Кофе был крепкий и сладкий. Этот Бильон прекрасный человек. При том, как все повернулось в мире, бедняге Бильону не позавидуешь, он попал в самое пекло. А ведь он скорее человек старого мира, умеренная твердость при всей полноте его величества закона. Величество? Должен быть какой-то синоним этому понятию и в республиканском государстве. Законникам следовало бы заняться подысканием такого синонима. Старина Бильон со своей жалкой половиной и пятью прелестными детишками…

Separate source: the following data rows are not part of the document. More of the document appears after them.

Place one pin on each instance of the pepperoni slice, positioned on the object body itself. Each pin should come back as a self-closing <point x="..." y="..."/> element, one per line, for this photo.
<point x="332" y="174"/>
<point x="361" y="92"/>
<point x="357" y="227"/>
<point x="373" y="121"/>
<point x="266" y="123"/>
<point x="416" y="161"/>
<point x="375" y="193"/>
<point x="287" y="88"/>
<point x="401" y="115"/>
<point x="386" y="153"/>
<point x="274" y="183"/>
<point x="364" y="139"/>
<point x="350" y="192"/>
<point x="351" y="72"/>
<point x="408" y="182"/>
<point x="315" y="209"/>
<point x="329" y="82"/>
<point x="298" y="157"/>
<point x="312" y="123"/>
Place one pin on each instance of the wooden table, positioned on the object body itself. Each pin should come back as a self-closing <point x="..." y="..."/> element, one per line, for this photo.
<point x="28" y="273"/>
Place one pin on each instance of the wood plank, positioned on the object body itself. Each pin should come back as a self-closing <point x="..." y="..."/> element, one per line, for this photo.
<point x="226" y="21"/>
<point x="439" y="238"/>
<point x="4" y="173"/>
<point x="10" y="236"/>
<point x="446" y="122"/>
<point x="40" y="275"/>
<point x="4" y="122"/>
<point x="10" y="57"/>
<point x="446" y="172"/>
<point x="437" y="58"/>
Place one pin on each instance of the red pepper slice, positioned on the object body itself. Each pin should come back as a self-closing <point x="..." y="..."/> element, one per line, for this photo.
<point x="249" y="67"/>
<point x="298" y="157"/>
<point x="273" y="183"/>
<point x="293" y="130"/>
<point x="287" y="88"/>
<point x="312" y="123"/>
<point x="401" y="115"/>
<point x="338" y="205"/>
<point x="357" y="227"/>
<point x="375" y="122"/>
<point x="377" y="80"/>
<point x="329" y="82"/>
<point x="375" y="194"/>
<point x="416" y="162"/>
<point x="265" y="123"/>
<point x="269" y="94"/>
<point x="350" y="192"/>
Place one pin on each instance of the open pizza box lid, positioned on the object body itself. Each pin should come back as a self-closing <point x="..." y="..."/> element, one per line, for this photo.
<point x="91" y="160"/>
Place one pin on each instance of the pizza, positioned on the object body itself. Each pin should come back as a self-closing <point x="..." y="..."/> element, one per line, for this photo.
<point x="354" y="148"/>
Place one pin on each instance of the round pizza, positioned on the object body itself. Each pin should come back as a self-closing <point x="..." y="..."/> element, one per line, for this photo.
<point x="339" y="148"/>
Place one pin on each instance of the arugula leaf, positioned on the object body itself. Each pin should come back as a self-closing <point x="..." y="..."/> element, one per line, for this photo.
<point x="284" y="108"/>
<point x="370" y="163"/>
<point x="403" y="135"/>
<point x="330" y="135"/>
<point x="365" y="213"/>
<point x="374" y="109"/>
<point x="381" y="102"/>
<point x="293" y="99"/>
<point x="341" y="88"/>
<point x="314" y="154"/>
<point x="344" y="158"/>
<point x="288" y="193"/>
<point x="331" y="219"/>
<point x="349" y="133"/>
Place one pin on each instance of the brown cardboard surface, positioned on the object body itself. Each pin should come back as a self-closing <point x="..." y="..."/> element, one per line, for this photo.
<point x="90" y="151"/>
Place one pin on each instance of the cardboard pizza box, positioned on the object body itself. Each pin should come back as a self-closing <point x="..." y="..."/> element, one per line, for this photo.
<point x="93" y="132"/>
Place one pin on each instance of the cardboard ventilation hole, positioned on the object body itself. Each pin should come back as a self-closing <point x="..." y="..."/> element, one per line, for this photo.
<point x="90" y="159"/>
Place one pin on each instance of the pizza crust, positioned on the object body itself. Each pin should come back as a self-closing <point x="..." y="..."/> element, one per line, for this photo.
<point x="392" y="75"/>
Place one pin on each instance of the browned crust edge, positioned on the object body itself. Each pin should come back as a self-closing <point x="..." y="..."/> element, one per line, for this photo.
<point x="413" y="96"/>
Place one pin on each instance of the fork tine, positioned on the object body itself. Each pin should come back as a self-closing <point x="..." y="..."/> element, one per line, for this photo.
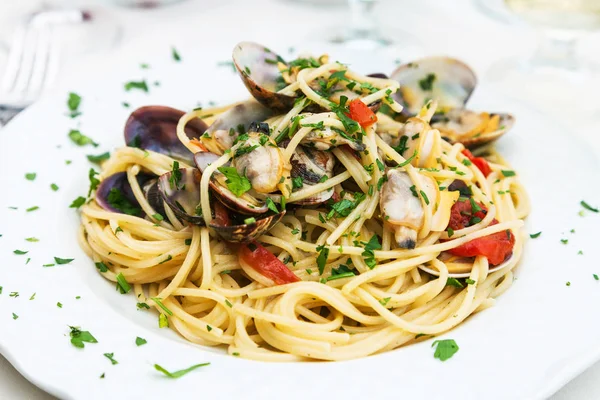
<point x="40" y="62"/>
<point x="29" y="49"/>
<point x="14" y="59"/>
<point x="54" y="57"/>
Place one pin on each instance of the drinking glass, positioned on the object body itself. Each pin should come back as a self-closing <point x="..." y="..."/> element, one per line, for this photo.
<point x="560" y="24"/>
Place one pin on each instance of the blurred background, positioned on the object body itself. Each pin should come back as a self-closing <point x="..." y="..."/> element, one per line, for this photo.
<point x="546" y="52"/>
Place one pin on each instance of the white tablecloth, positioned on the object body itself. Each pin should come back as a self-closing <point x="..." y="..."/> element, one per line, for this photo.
<point x="445" y="27"/>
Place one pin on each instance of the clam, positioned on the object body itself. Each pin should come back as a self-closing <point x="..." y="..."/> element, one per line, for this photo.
<point x="249" y="229"/>
<point x="181" y="192"/>
<point x="472" y="128"/>
<point x="257" y="66"/>
<point x="258" y="158"/>
<point x="155" y="128"/>
<point x="245" y="204"/>
<point x="445" y="79"/>
<point x="325" y="138"/>
<point x="223" y="132"/>
<point x="115" y="194"/>
<point x="401" y="205"/>
<point x="311" y="166"/>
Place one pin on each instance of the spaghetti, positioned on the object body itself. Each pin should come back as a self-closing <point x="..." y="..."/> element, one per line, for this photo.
<point x="367" y="270"/>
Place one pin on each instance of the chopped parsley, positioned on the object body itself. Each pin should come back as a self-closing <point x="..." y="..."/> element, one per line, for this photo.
<point x="73" y="103"/>
<point x="427" y="82"/>
<point x="110" y="356"/>
<point x="80" y="139"/>
<point x="445" y="349"/>
<point x="588" y="207"/>
<point x="175" y="54"/>
<point x="79" y="337"/>
<point x="78" y="202"/>
<point x="122" y="284"/>
<point x="322" y="258"/>
<point x="140" y="85"/>
<point x="271" y="205"/>
<point x="140" y="341"/>
<point x="159" y="303"/>
<point x="454" y="282"/>
<point x="369" y="252"/>
<point x="237" y="184"/>
<point x="98" y="158"/>
<point x="180" y="373"/>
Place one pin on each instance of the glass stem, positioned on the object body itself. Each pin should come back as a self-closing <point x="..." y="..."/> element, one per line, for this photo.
<point x="556" y="51"/>
<point x="363" y="22"/>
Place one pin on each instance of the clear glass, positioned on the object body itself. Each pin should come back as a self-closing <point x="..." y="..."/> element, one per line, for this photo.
<point x="560" y="25"/>
<point x="364" y="32"/>
<point x="145" y="3"/>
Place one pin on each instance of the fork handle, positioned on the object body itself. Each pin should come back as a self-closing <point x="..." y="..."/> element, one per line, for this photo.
<point x="7" y="113"/>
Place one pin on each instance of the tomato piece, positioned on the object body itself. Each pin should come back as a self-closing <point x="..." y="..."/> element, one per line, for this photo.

Солнце ласково пригревало доктора. Он почти задремал, когда чуткое ухо уловило вдруг нежные звуки музыки, еще неясные и почти сливающиеся с тихим жужжанием пчел в саду.
Мелодия нарастала мерно и сдержанно, она подкрадывалась к доктору. Вот она поднялась и теперь парила в воздухе секунду, другую… пять секунд и так же неожиданно заскользила прочь в призрачном замирающем адажио.
Доктор сидел, опустив голову на грудь, и слушал. Затем чуть повернул голову, и у него на губах заиграла улыбка.
Он опустил ноги с перил веранды и покосился через плечо в угол, где сучковатое персиковое дерево раскинуло прохладную тень.
Это уже было когда-то, давным-давно. Он повел головой, по-петушиному наклонив ее влево, пригляделся.
«Птичка, — посмеялся он над собой. — Птица». Он даже видел перышко, гордое и яркое, как солнце, оно мелькнуло в листве у него за спиной… А он подумал, что это птичка… Он усмехнулся. Теперь он разглядел — это была зеленая шляпа.